McGrath, C.S. Lewis: A Life• There’s lots of enthusiasm out there for Alister McGrath’s new biography of C.S. Lewis. Positive early reviews have come in from Scot McKnight (who finds McGrath “courageous” for not avoiding the “weirdness” of Lewis) and Thomas Kidd (most interested in “Lewis’ handling of fame and his role as a public intellectual”), among others.

• Colonial Williamsburg has come a long way in its willingness to engage with the role of slavery in U.S. history, but the Washington Post reports that even as CW and similar sites have “tried to do justice to the story of slavery and attract more minority visitors, they’ve sometimes had difficulty persuading black actors to take jobs interpreting enslaved figures.”

RIP, Robert Zieger — the distinguished labor historian whose survey of the American experience of World War I I’ve often assigned.

• A new book by historians Richard Breitman and Allan Lichtman argues that Franklin D. Roosevelt, if not exactly a heroic figure in the history of the Holocaust, probably doesn’t deserve some of the slings and arrows he’s received.

• We’ve reached the post-Stalin era in my Cold War class, but the 60th anniversary of that leader’s death inspired Robert Gellately to reflect again on his importance and iniquity. (See also Tom Balmforth’s profile of one of the camps in the Gulag system, with reminiscences by some of its inhabitants.)

• If this result holds up and a man indicted by the International Criminal Court becomes president of Kenya, it would bolster the case of pessimists who look at transnational justice and fear that “the hypocrisy and inconsistency in the system will destroy its credibility and tarnish the ideals it is intended to promote.”

• David Brooks observed the growth of Orthodox Judaism (earlier marriage, more children) and its “countercultural understanding of how life should work.”

• Fellow NY Times columnist Thomas Friedman thinks that MOOCs really are the next big thing in higher education. Carolyn Foster Sagal strongly (and for several excellent reasons, I think) disagrees.

• I think I’ll adapt this assignment, using Wikipedia to understand historiography, for my European history course next fall…

• What can’t historians do?

• The rise of an “evangelical mega-university” in Lynchburg, VA.

Liberty University
Licensed by Creative Commons (Billy Hathorn)

• I’m enjoying Rondall Reynoso’s Faith on View blog, including this post on faculty compensation at Christian colleges.

• As readers of baseball-related posts like this one may already know, Kirby Puckett was my favorite player growing up, so I appreciated this essay by Barnabas Piper.
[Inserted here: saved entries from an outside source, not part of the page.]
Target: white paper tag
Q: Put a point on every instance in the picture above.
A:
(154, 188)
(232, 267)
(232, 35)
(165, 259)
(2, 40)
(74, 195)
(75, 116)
One thought on “That Was The Week That Was

  1. Re: MOOCs. One piece missing in so many arguments for and against MOOCs is that of resources. Friedman touches on it; his answer is Google. Friedman fails to recognize that the resources students at traditional institutions use are not free and often not available on the Internet. Academic libraries support course and department curriculums by purchasing access to print and electronic resources you can’t get simply by having an Internet connection. If you’re teaching to 50,000 students in a MOOC, and there is no common catalog of resources for the the students, then you must turn to what is free and available to all. Since “free” is not a criterion for what makes a quality resource students may end up using inferior course materials. In the end I guess it turns out to be a self-fulfilling prophecy for Friedman. MOOCs have to use free, Internet resources because they have no choice, therefore all students enrolled in MOOCs can find everything they need on the Internet.